The inherent differentiation program of short-term hematopoietic repopulating cells changes during human ontogeny.

Human umbilical cord blood (CB) could be an attractive source of hematopoietic repopulating cells for clinical stem cell therapy because of its accessibility and low propensity for unwanted immune reaction against the host. However, CB recipients suffer from severely delayed and often chronically deficient platelet recovery of unknown cause. Here we show that human short-term repopulating cells (STRCs), which predominantly carry early hematopoietic reconstitution after transplantation, display an intrinsically fixed differentiation program in vivo that changes during ontogeny. Compared to adult sources of hematopoietic cells, CB myeloidrestricted STRC-M showed a markedly reduced megakaryocytic and erythroid cell output in the quantitative xenotransplantation of human short-term hematopoiesis in NOD/SCID-beta2m(-/-) mice.

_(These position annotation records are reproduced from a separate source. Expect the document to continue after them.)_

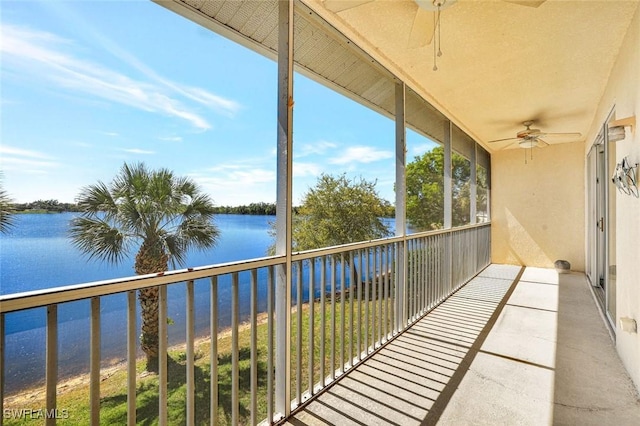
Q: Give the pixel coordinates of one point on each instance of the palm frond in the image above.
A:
(97, 238)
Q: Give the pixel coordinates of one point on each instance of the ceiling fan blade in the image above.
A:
(422, 28)
(505, 140)
(340, 5)
(561, 135)
(530, 3)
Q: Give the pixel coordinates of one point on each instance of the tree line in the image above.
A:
(162, 216)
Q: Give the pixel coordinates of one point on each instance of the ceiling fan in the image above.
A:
(530, 138)
(425, 18)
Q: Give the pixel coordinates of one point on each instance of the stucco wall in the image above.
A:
(537, 208)
(623, 94)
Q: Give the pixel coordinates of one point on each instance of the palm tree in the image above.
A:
(160, 215)
(6, 210)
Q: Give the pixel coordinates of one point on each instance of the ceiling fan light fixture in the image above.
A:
(528, 143)
(435, 5)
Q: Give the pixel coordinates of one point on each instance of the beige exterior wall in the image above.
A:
(536, 208)
(623, 95)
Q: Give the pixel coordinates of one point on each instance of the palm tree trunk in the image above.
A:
(150, 259)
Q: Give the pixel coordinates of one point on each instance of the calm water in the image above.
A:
(37, 254)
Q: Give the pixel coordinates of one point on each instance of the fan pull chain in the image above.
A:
(435, 61)
(439, 32)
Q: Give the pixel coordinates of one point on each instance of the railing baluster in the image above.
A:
(190, 336)
(429, 275)
(213, 353)
(298, 265)
(366, 300)
(52, 361)
(131, 357)
(235, 373)
(351, 301)
(342, 312)
(312, 292)
(2, 343)
(270, 349)
(94, 362)
(374, 272)
(323, 314)
(254, 347)
(379, 298)
(392, 280)
(162, 356)
(359, 289)
(332, 262)
(425, 274)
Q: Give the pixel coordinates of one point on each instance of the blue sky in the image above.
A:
(89, 85)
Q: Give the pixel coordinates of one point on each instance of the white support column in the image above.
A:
(448, 201)
(284, 207)
(401, 217)
(473, 189)
(448, 204)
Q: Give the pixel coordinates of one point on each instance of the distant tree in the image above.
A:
(337, 211)
(154, 211)
(6, 210)
(425, 190)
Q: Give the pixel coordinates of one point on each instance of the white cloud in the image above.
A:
(138, 151)
(420, 149)
(317, 148)
(306, 169)
(361, 154)
(41, 53)
(25, 160)
(171, 138)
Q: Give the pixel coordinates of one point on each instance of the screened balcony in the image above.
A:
(438, 327)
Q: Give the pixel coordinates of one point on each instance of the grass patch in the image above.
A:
(73, 396)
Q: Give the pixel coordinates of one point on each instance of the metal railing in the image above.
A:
(347, 302)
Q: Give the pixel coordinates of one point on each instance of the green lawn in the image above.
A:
(113, 408)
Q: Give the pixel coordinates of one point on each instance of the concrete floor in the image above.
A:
(514, 346)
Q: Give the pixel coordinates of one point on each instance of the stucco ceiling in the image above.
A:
(502, 63)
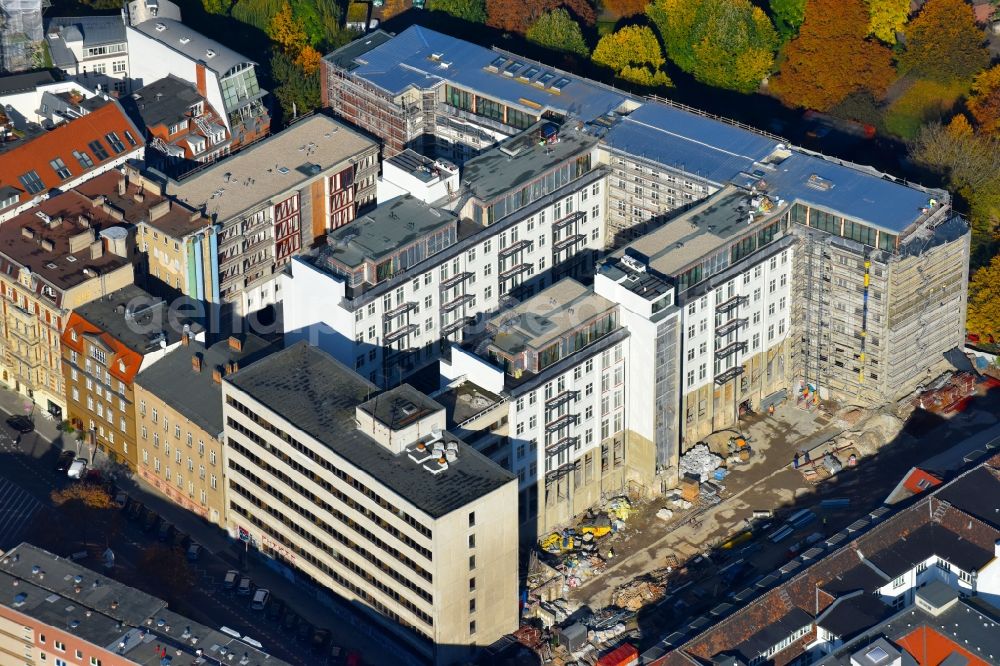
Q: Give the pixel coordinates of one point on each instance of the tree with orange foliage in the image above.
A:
(518, 15)
(309, 59)
(944, 43)
(831, 57)
(286, 30)
(984, 102)
(392, 8)
(626, 8)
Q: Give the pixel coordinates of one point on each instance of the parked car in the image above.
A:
(260, 599)
(275, 610)
(291, 621)
(64, 461)
(77, 468)
(245, 586)
(21, 423)
(320, 639)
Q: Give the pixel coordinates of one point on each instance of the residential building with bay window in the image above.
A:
(106, 343)
(178, 416)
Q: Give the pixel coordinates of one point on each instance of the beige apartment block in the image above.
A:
(367, 494)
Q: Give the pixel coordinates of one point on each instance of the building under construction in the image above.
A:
(22, 38)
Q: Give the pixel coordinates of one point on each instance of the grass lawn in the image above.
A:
(923, 102)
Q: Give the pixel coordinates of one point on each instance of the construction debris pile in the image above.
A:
(699, 462)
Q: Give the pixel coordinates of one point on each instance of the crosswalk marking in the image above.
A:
(16, 510)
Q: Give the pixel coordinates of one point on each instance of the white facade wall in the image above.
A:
(767, 287)
(366, 324)
(151, 60)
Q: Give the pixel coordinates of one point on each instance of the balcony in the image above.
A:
(563, 421)
(731, 349)
(562, 445)
(399, 333)
(456, 325)
(559, 225)
(515, 271)
(729, 375)
(456, 303)
(567, 243)
(455, 280)
(561, 399)
(727, 327)
(399, 310)
(513, 248)
(732, 304)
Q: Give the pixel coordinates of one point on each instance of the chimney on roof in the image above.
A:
(159, 210)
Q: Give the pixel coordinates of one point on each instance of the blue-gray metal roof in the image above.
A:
(695, 144)
(422, 58)
(852, 192)
(720, 152)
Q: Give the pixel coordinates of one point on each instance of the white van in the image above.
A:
(260, 599)
(77, 469)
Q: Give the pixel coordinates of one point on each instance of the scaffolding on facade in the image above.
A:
(22, 37)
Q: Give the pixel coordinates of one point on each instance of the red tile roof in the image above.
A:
(123, 364)
(917, 481)
(930, 647)
(35, 154)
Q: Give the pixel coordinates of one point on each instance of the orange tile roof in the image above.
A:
(930, 647)
(35, 154)
(122, 365)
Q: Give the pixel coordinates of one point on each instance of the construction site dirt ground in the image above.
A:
(769, 482)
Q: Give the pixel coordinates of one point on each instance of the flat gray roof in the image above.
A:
(393, 225)
(317, 394)
(547, 316)
(270, 167)
(520, 160)
(192, 44)
(196, 395)
(121, 619)
(696, 233)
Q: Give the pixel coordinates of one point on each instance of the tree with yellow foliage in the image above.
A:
(983, 316)
(887, 18)
(285, 30)
(634, 54)
(984, 102)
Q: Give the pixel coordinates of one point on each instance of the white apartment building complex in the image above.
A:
(544, 392)
(395, 287)
(368, 495)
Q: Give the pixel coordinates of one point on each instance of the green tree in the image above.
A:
(559, 31)
(724, 43)
(473, 11)
(944, 43)
(634, 54)
(297, 91)
(887, 17)
(788, 15)
(831, 58)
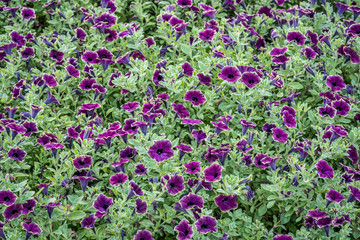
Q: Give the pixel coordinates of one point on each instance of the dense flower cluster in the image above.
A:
(197, 119)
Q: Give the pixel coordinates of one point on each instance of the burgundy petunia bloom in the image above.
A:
(335, 83)
(193, 167)
(230, 74)
(184, 3)
(27, 52)
(175, 184)
(226, 203)
(7, 197)
(296, 37)
(187, 69)
(143, 235)
(161, 150)
(28, 206)
(28, 13)
(180, 110)
(141, 206)
(206, 224)
(283, 237)
(278, 51)
(12, 211)
(334, 196)
(279, 135)
(354, 194)
(184, 230)
(207, 35)
(190, 201)
(324, 169)
(118, 179)
(327, 111)
(250, 79)
(88, 222)
(31, 228)
(90, 57)
(353, 154)
(82, 162)
(17, 154)
(213, 173)
(195, 97)
(103, 203)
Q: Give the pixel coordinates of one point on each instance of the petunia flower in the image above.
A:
(324, 169)
(175, 184)
(143, 235)
(161, 150)
(335, 83)
(195, 97)
(206, 224)
(279, 135)
(184, 230)
(7, 197)
(229, 74)
(103, 203)
(296, 37)
(213, 173)
(31, 228)
(226, 203)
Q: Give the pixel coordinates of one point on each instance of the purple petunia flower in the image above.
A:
(324, 169)
(195, 97)
(226, 203)
(334, 196)
(184, 3)
(327, 111)
(190, 201)
(229, 74)
(118, 179)
(184, 230)
(213, 173)
(180, 110)
(279, 135)
(278, 51)
(175, 184)
(335, 83)
(17, 154)
(207, 35)
(141, 206)
(12, 211)
(143, 235)
(296, 37)
(103, 203)
(342, 108)
(283, 237)
(250, 79)
(31, 228)
(206, 224)
(82, 162)
(28, 13)
(193, 167)
(161, 150)
(28, 206)
(7, 197)
(88, 222)
(27, 52)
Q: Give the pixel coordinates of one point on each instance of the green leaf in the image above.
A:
(77, 215)
(295, 85)
(262, 210)
(186, 49)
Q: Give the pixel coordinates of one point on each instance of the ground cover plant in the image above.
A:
(183, 119)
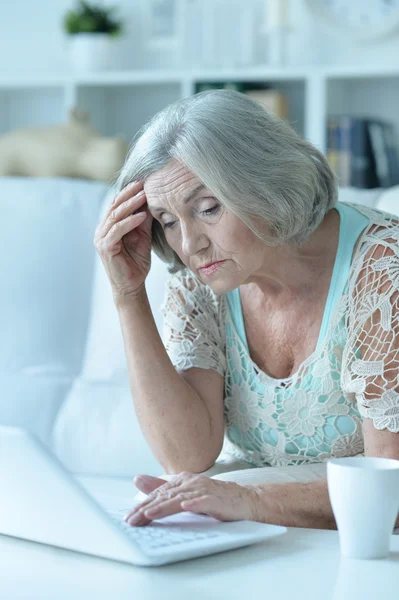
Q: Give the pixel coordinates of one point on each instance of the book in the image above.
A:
(362, 152)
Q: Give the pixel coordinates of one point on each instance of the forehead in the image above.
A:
(173, 182)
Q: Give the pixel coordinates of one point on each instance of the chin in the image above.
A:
(220, 285)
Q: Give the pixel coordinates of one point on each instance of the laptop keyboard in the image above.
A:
(152, 537)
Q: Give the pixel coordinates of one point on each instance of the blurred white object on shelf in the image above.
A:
(277, 28)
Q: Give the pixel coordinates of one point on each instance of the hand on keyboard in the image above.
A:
(223, 500)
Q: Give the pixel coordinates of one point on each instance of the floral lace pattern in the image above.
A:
(316, 413)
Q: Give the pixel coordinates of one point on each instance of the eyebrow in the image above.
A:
(186, 200)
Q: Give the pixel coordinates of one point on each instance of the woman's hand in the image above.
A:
(223, 500)
(123, 241)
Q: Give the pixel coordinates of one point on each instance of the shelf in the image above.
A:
(177, 76)
(120, 102)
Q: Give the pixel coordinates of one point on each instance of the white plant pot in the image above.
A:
(90, 51)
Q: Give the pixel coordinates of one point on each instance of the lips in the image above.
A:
(211, 264)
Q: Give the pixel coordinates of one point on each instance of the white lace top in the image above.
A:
(316, 413)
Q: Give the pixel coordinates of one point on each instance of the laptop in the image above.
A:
(42, 502)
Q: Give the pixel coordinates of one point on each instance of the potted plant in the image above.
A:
(91, 30)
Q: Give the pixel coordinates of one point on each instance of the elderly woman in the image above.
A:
(281, 310)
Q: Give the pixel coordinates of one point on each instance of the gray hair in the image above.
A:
(254, 163)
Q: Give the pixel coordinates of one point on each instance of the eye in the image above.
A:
(211, 211)
(168, 225)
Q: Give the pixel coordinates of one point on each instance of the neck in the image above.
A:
(290, 272)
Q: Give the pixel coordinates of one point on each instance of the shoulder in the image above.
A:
(374, 277)
(191, 293)
(378, 245)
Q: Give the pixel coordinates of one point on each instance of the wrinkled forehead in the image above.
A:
(174, 184)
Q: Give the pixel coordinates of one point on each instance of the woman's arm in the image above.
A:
(182, 420)
(296, 505)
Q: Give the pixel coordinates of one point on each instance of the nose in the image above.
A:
(193, 240)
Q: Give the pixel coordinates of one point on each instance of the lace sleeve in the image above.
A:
(371, 357)
(193, 326)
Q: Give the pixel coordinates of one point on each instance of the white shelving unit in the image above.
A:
(121, 102)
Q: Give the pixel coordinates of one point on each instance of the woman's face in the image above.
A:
(201, 230)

This output in vivo was not altered by pre-treating CB cells before transplantation with growth factors that effectively stimulate megakaryocytopoiesis in vitro. Moreover, injecting mice with granulocyte colony-stimulating factor did not affect the differentiation of human STRC. These findings demonstrate that the differentiation capacity of human STRCs is developmentally regulated by mechanisms inaccessible to currently available hematopoietic growth factors, and explain why thrombopoiesis is deficient in clinical CB transplantation.